Elinore Nelya February 15, 2021 Worksheet
Future Use of Color – Other than making sure your socks match, we use color in ways that we, as adults, are often not aware of. Obviously there are traffic lights that require us to know our colors, and road signs are differentiated by their color too. Reading a map, even on a GPS, relies on color recognition to identify certain features. Color also influences the way we behave, our moods, and how we react to other people.
At a young age, kids are first taught to write letters in print only. When kids reach the age of eight to ten, they are taught how to write in cursive. They may find this quite difficult and boring at first. But one fun way to teach them this is to use worksheets also. The basic cursive worksheets that you can use are Rockin’ Round Letters, Climb’n’ Slide Letters, Loopy Letters, Lumpy Letters, and Mix ’n’ Match.
It is not bad to reuse worksheets for another batch of students, but once in a while it is also better to vary the activities you give to kids. Worksheets can be made for fun if it is attuned to the current interests of kids. The kids will respond better to activities close to their own interests.

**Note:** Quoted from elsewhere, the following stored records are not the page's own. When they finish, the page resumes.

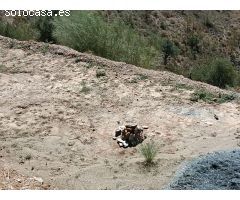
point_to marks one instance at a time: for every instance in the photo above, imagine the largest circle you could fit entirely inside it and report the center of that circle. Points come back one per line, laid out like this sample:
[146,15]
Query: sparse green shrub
[208,23]
[45,28]
[203,95]
[218,72]
[193,42]
[210,97]
[169,49]
[21,30]
[2,68]
[114,40]
[149,152]
[100,73]
[163,26]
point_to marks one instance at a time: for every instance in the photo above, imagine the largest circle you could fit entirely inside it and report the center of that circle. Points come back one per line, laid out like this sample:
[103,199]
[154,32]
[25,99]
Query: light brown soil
[57,119]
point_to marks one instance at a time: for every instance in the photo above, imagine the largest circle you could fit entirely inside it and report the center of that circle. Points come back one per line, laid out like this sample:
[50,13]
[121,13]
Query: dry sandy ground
[57,119]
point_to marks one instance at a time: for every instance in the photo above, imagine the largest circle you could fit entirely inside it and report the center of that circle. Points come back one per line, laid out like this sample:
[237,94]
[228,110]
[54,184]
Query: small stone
[38,179]
[118,132]
[214,134]
[131,125]
[71,143]
[18,180]
[120,144]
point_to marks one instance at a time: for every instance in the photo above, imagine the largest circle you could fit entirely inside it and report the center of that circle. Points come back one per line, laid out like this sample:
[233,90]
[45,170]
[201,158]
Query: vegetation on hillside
[191,43]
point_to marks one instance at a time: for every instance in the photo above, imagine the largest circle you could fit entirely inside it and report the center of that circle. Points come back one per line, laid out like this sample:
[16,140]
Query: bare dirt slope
[57,118]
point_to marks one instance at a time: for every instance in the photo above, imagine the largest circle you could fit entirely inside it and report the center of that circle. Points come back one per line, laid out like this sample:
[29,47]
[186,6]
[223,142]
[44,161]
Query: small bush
[100,72]
[208,23]
[149,151]
[193,42]
[44,26]
[169,49]
[203,95]
[210,97]
[21,30]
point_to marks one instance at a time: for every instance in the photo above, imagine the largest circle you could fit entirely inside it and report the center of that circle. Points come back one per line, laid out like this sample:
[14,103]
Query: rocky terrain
[59,109]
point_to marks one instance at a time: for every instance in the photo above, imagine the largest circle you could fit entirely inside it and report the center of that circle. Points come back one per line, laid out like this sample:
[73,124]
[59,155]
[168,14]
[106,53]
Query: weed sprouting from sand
[149,152]
[85,89]
[100,73]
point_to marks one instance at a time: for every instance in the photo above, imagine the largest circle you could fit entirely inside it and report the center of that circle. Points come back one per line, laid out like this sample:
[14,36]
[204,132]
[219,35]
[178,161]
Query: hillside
[217,33]
[59,109]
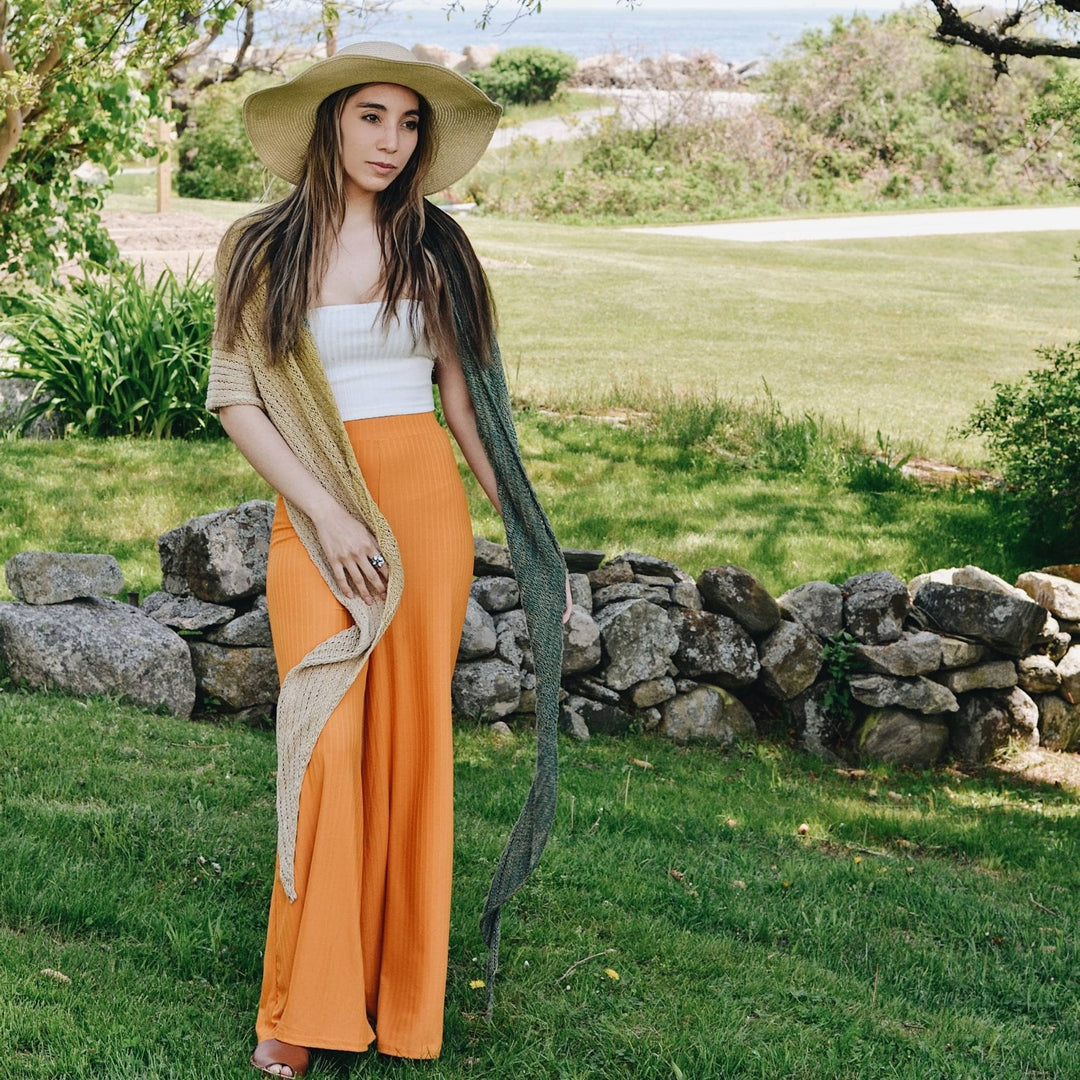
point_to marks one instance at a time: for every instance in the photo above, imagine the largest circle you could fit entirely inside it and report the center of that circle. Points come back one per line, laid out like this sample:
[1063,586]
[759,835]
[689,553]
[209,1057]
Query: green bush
[867,115]
[119,356]
[216,160]
[1033,432]
[525,75]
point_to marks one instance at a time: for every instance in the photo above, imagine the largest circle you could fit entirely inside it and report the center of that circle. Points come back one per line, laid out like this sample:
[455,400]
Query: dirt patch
[177,239]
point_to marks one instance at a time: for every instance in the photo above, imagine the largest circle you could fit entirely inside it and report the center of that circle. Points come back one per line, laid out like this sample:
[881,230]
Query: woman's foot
[277,1058]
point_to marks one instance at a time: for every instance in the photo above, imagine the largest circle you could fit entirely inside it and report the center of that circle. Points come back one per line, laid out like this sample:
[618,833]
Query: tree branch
[996,40]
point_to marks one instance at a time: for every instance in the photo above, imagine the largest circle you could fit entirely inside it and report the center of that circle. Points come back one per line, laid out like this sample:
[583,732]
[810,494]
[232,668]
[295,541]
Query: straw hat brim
[280,120]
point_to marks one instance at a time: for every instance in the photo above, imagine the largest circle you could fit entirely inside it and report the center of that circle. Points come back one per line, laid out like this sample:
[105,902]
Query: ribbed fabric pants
[363,948]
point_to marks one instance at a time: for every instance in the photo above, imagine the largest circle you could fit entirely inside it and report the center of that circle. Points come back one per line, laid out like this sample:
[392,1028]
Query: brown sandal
[294,1058]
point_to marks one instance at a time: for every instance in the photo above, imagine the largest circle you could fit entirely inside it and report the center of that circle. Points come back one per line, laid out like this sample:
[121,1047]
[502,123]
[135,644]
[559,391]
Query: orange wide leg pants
[361,955]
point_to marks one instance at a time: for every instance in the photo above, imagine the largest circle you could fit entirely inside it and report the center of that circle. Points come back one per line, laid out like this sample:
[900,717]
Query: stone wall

Schools use worksheet from printing to cursive writing of letters to writing of words. There are also online help to show the children how to exactly form a letter or word. After showing the students or children the way of writing, you can print the worksheets and give them practices on how to write exactly the right way. Children will be interested to do the activity because they had fun watching the software that you showed them.
Vocabulary Expansion – By incorporating colors to describe various items, your child expands their vocabulary too. Discovering new items of a certain color helps them learn new words to name the items, such as a red apple, a red fire truck, a red shirt and so forth.
Using pictures – While your child is still learning to recognize the letters of the alphabet, you can use pictures (or the actual item) to help them practise their sounds. Find pictures of a bird, a ball, a bat, a bath, a book, and so forth to practice the letter ’b’. Choose a letter for the day and encourage your child to find items that start with that letter around the house. Printable worksheets should have nice exercises for this as well.